El Triángulo Rojo, que hace a Puebla el principal estado en
robo de combustible, fue un campo abierto para los criminales durante los dos
últimos años: de 560 tomas clandestinas que había en 2015, se fueron a mil 105
al año siguiente. De ese total, en Tepeaca, Palmar del Bravo y Quecholac, a
donde pertenece Palmarito, fue donde más incidentes de ordeña de ductos se
dieron. Ellos son tres de los seis principales puntos en el país donde se
concentra la actividad criminal. Altamira, Irapuato en el ducto
Salamanca-Aguascalientes-Zacatecas, y una vez más en Irapuato, en el ducto
Salamanca-León, forman al resto del grupo donde se dieron los puntos de mayor
ordeña de combustible: 268 ordeñas –el registro más alto del país-, 146 en el
ducto hacia Zacatecas, y 136 en el que va a León, respectivamente.
El gobierno tiene desde hace tiempo el atlas de incidencias
en la ordeña de combustible, que se concentra en ocho estados, Puebla,
Guanajuato, Tamaulipas, Veracruz, México , Hidalgo, Jalisco y Michoacán, pero
no hizo mucho por reforzar la seguridad, ni por impedir que el tejido social se
fuera deteriorando. Los pobladores en esa zona se quejaban de su precariedad y
la falta de oportunidades, pero no los escucharon. Los criminales encontraron
una tierra fértil para sumarlos al negocio. Quienes participaban directamente
en la ordeña ganaban 40 mil pesos mensuales, y los jóvenes y niños que servían
de halcones, 12 mil.
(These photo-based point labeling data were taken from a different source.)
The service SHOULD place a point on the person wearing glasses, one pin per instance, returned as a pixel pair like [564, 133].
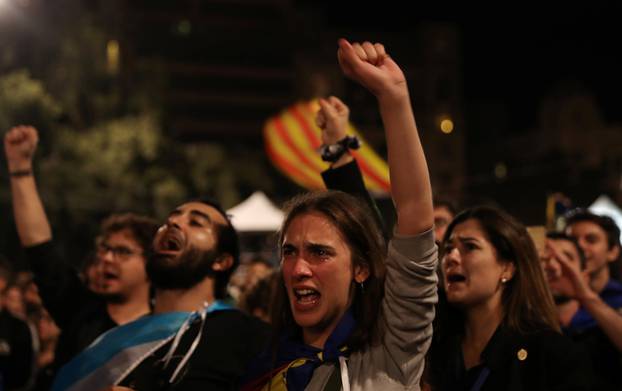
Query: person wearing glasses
[125, 240]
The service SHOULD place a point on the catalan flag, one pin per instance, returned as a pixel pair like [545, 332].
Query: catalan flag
[292, 140]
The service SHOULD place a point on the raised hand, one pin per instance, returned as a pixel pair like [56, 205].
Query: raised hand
[20, 144]
[369, 65]
[332, 118]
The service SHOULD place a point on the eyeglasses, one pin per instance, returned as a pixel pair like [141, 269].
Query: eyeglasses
[119, 252]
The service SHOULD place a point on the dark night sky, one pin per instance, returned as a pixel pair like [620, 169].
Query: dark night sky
[515, 54]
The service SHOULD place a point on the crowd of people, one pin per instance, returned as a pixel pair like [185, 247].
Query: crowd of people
[447, 299]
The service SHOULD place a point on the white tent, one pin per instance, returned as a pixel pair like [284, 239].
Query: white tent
[605, 206]
[256, 214]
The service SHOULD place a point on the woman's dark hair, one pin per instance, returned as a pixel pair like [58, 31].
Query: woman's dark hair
[368, 249]
[142, 228]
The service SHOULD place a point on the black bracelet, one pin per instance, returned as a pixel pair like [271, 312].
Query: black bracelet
[332, 153]
[20, 173]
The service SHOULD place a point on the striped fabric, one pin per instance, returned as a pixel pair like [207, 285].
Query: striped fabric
[117, 352]
[292, 140]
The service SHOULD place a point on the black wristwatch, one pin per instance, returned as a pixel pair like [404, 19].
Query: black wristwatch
[332, 153]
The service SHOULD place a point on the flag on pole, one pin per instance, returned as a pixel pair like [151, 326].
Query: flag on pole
[292, 140]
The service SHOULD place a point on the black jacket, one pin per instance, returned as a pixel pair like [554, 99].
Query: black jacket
[230, 339]
[542, 360]
[80, 314]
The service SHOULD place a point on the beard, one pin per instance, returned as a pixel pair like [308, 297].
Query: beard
[182, 272]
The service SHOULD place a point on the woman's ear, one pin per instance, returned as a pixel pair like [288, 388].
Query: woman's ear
[361, 273]
[508, 271]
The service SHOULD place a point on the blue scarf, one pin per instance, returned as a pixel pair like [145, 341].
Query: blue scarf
[296, 362]
[118, 351]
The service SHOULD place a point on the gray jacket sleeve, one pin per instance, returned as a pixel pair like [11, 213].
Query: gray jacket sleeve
[408, 305]
[396, 362]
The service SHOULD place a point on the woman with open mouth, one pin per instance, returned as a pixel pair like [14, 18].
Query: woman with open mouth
[349, 313]
[499, 330]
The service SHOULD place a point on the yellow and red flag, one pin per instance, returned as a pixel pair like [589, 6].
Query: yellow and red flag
[292, 140]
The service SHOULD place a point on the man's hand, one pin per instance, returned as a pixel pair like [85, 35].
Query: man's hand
[332, 118]
[369, 65]
[20, 144]
[577, 285]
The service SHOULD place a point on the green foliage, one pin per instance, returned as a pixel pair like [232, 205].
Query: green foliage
[24, 100]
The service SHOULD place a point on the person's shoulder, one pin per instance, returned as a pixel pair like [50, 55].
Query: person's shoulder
[236, 321]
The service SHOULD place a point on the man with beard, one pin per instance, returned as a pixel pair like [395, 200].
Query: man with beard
[121, 252]
[193, 340]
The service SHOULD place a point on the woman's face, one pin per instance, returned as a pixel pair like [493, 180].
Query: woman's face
[472, 271]
[317, 271]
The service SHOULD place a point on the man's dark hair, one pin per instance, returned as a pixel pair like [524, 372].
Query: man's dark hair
[554, 235]
[142, 228]
[605, 222]
[227, 243]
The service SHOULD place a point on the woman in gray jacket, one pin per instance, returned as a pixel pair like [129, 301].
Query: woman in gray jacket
[350, 314]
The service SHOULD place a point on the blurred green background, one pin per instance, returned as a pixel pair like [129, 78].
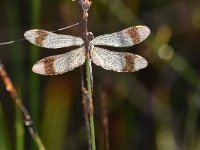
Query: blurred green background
[156, 108]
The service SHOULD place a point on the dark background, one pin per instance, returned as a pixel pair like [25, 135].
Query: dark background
[156, 108]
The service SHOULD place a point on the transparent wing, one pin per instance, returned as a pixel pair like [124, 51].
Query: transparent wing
[117, 61]
[48, 39]
[59, 64]
[125, 38]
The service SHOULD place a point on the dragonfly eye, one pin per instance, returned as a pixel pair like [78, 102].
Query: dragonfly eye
[90, 36]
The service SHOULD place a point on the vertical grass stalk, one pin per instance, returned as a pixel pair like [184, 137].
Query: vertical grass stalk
[89, 87]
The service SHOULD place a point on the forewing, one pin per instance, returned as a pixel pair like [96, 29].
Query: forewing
[117, 61]
[59, 64]
[48, 39]
[125, 38]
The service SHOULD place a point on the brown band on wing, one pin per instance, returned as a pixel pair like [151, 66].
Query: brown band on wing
[134, 34]
[129, 63]
[41, 36]
[48, 65]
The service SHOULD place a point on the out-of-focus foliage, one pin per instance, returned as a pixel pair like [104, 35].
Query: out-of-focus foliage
[156, 108]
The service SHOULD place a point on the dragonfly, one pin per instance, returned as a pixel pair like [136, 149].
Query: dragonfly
[107, 59]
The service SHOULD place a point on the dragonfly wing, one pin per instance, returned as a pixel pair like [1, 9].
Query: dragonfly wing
[59, 64]
[125, 38]
[117, 61]
[48, 39]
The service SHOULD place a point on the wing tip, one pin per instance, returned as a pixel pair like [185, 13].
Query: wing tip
[39, 69]
[140, 63]
[144, 31]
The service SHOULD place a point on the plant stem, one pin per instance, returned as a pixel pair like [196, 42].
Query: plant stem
[89, 86]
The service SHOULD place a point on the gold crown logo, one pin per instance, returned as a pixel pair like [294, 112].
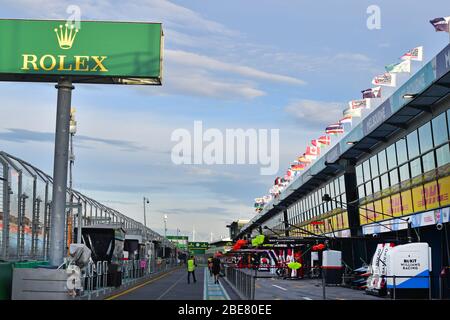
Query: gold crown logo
[66, 36]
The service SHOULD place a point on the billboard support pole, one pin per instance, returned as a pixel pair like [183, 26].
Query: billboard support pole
[60, 164]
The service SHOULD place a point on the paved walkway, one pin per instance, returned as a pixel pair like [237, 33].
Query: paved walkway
[213, 291]
[304, 289]
[173, 286]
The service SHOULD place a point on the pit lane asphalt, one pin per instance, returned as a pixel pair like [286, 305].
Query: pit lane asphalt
[171, 286]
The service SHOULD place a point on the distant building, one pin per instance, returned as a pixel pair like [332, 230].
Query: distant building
[236, 226]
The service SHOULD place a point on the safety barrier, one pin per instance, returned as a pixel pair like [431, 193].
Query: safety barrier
[242, 280]
[97, 277]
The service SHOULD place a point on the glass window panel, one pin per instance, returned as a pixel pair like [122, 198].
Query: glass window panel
[443, 155]
[391, 156]
[342, 183]
[382, 161]
[376, 185]
[402, 153]
[369, 188]
[413, 144]
[336, 187]
[374, 166]
[384, 181]
[425, 138]
[361, 191]
[394, 177]
[428, 162]
[440, 132]
[366, 171]
[416, 168]
[404, 172]
[448, 121]
[359, 175]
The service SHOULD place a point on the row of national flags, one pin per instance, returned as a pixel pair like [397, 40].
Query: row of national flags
[387, 79]
[354, 110]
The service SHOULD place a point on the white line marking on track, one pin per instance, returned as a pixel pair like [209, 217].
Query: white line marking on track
[274, 285]
[170, 288]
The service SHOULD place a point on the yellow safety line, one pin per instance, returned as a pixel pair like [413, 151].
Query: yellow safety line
[139, 286]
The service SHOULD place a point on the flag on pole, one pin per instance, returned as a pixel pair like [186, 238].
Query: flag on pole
[441, 24]
[404, 66]
[415, 54]
[386, 79]
[359, 104]
[347, 119]
[324, 140]
[312, 152]
[372, 93]
[334, 129]
[355, 113]
[304, 159]
[298, 167]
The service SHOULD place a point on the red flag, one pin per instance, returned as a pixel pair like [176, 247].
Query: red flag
[304, 159]
[325, 140]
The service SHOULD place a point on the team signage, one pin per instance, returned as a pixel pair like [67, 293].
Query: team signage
[96, 52]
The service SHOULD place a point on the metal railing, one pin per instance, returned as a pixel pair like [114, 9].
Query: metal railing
[98, 276]
[242, 280]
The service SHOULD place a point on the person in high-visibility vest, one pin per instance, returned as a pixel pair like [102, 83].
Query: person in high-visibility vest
[210, 266]
[191, 269]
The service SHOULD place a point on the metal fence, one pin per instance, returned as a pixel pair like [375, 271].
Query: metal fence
[25, 213]
[242, 280]
[98, 276]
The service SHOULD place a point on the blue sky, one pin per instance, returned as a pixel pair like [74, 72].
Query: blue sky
[291, 65]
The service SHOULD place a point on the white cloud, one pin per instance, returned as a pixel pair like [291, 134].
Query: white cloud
[195, 82]
[315, 112]
[201, 61]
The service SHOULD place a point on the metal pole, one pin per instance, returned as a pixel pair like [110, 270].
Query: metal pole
[165, 236]
[393, 277]
[145, 219]
[80, 222]
[323, 285]
[429, 286]
[60, 171]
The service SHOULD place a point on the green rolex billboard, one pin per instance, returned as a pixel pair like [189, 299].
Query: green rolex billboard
[96, 52]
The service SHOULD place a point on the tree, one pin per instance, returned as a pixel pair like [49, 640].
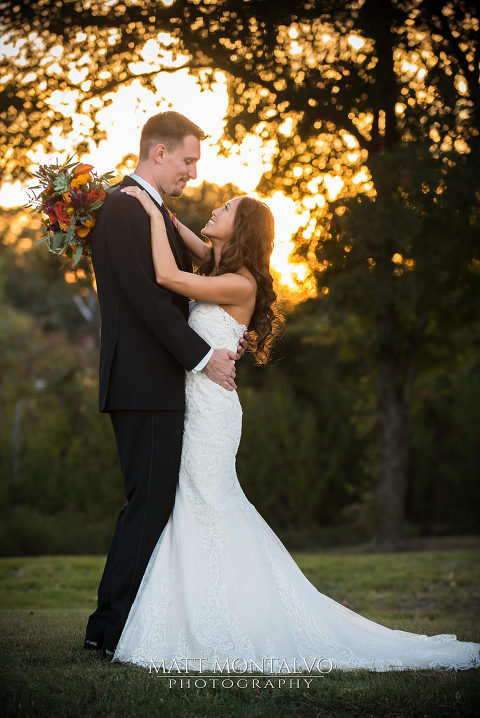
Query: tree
[341, 88]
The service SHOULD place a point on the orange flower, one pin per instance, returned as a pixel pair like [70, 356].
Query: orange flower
[79, 180]
[60, 209]
[97, 194]
[82, 170]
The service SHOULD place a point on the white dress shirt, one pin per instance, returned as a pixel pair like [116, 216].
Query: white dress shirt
[156, 196]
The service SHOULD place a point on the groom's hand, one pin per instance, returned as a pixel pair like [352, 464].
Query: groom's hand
[221, 368]
[242, 346]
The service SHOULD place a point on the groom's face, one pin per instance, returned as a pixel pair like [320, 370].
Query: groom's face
[177, 166]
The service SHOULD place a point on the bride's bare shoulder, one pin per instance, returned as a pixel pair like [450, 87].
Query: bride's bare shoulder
[244, 272]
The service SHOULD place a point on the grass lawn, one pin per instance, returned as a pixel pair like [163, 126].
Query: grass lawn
[46, 600]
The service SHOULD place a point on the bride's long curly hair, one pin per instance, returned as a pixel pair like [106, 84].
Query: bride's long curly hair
[250, 246]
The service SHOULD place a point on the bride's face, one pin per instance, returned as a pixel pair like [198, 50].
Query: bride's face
[220, 224]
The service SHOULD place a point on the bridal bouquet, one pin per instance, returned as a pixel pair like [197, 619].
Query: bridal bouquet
[69, 200]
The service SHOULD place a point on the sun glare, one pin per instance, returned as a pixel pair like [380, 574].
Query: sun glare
[130, 107]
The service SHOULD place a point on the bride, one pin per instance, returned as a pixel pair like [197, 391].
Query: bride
[220, 586]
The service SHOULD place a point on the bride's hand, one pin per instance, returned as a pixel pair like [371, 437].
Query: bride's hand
[145, 200]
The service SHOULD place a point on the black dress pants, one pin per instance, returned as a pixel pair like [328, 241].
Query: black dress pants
[149, 448]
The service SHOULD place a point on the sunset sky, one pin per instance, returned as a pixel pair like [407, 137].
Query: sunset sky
[131, 105]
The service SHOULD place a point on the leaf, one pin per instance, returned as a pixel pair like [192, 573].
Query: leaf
[78, 255]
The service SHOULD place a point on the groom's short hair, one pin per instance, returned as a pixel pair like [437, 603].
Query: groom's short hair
[169, 128]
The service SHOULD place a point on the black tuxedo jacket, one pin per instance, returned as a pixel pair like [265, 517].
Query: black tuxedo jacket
[146, 343]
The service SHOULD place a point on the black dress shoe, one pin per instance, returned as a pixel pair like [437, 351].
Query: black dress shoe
[91, 645]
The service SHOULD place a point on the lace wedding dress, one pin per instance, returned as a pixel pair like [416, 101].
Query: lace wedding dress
[220, 584]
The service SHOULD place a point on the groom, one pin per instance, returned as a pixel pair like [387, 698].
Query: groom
[146, 346]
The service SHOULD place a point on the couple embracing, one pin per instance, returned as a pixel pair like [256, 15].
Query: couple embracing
[193, 570]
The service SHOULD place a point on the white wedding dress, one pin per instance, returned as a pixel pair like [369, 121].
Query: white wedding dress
[220, 585]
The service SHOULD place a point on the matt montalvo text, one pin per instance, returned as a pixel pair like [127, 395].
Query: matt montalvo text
[188, 672]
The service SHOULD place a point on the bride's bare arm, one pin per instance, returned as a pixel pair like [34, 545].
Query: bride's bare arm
[228, 288]
[196, 246]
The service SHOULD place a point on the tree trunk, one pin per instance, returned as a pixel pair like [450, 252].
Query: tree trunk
[396, 375]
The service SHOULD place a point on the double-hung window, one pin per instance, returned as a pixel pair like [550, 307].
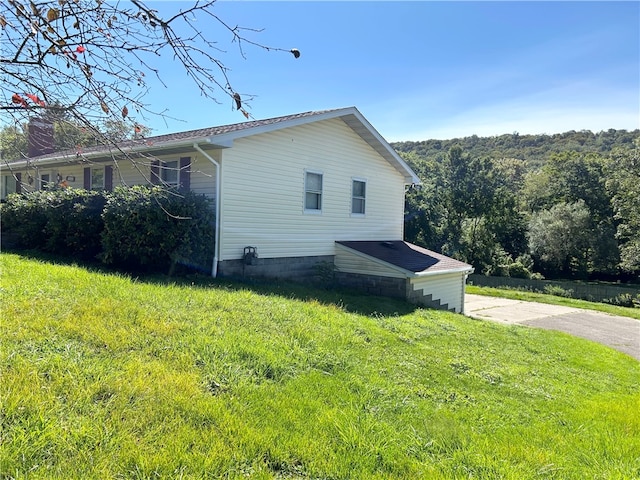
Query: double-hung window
[97, 179]
[169, 173]
[313, 192]
[358, 196]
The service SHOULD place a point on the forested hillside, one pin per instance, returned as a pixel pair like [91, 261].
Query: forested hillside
[565, 205]
[535, 149]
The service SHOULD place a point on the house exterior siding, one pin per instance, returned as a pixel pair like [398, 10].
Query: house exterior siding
[262, 201]
[127, 172]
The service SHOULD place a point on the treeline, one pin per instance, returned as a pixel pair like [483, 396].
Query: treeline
[535, 149]
[544, 209]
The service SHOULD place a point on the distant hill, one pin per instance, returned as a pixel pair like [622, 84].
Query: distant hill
[535, 149]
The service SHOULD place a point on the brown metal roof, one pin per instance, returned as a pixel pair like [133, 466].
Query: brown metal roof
[185, 136]
[407, 256]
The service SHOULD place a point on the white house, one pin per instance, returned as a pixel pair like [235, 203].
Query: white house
[289, 193]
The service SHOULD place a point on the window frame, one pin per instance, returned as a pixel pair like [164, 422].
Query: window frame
[173, 170]
[94, 172]
[354, 197]
[45, 181]
[307, 191]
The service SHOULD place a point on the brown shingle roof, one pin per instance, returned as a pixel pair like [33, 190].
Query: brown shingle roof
[407, 256]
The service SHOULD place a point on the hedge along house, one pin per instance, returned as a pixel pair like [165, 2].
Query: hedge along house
[290, 193]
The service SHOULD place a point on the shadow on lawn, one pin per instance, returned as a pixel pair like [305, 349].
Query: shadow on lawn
[347, 299]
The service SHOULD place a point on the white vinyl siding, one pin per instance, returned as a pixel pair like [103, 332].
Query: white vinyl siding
[130, 172]
[271, 167]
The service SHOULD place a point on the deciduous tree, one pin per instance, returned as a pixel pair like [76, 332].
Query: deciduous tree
[92, 59]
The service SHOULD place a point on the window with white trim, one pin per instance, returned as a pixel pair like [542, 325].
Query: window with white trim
[313, 192]
[97, 178]
[45, 180]
[358, 196]
[169, 172]
[8, 185]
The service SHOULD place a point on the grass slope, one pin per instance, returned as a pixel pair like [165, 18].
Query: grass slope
[554, 300]
[107, 377]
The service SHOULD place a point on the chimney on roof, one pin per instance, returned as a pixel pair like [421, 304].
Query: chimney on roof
[40, 137]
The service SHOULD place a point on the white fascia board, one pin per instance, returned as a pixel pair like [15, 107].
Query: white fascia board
[70, 157]
[387, 151]
[411, 178]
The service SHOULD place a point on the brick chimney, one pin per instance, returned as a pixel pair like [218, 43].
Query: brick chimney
[40, 137]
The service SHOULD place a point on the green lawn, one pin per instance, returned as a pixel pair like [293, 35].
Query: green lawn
[554, 300]
[104, 376]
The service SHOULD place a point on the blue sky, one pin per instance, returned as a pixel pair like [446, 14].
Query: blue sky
[423, 70]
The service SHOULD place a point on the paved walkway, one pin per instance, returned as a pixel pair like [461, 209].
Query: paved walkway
[621, 333]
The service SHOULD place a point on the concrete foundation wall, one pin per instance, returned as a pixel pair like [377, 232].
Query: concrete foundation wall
[374, 284]
[292, 268]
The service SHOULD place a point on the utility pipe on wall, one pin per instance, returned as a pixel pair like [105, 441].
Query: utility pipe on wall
[216, 249]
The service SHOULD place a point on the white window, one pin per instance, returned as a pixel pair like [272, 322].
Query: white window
[97, 179]
[8, 185]
[45, 179]
[169, 172]
[313, 192]
[358, 196]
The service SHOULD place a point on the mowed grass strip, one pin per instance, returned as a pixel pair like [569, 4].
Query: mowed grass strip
[104, 376]
[528, 296]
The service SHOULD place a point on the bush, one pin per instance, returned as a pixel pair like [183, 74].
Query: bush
[155, 229]
[518, 270]
[622, 300]
[58, 221]
[74, 222]
[558, 291]
[24, 219]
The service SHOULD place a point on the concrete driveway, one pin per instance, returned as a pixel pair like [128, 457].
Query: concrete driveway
[621, 333]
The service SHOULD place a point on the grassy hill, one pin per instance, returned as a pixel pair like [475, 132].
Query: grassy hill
[105, 376]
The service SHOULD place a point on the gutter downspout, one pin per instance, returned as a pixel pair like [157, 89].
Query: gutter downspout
[216, 249]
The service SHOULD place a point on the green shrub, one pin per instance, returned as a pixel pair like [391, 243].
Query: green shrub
[622, 300]
[155, 229]
[74, 221]
[64, 221]
[558, 291]
[518, 270]
[24, 219]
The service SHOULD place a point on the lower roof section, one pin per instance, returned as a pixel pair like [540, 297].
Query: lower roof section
[408, 257]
Las bandas criminales que emergieron como las más
violentas en la zona huachicolera, Los Negros y Los Marranos, no querían ojos
extraños que registraran sus pillerías y le pusieron precio a sus cabezas: por
cada periodista muerto les pagarían 12 mil pesos. Los periodistas denunciaron
las amenazas, pero sin acciones para defenderlos, dejaron de informar ante la
ausencia de condiciones de seguridad.
La muerte de cuatro militares cambió el metabolismo
institucional. Cuatro soldados muertos en Palmarito y el enojo del general
Salvador Cienfuegos, secretario de la Defensa, lograron lo que un patrón de
muertes y la putrefacción social en el Triángulo Rojo no habían conseguido: que
ese delito, problema de seguridad nacional, se tomara en serio. Fue una
reacción tardía pero indispensable. El rompimiento del tejido social llevó a
comunidades enteras al lado de los criminales, ante el abandono de los
gobernantes, aunque no está claro cómo se pueda revertir.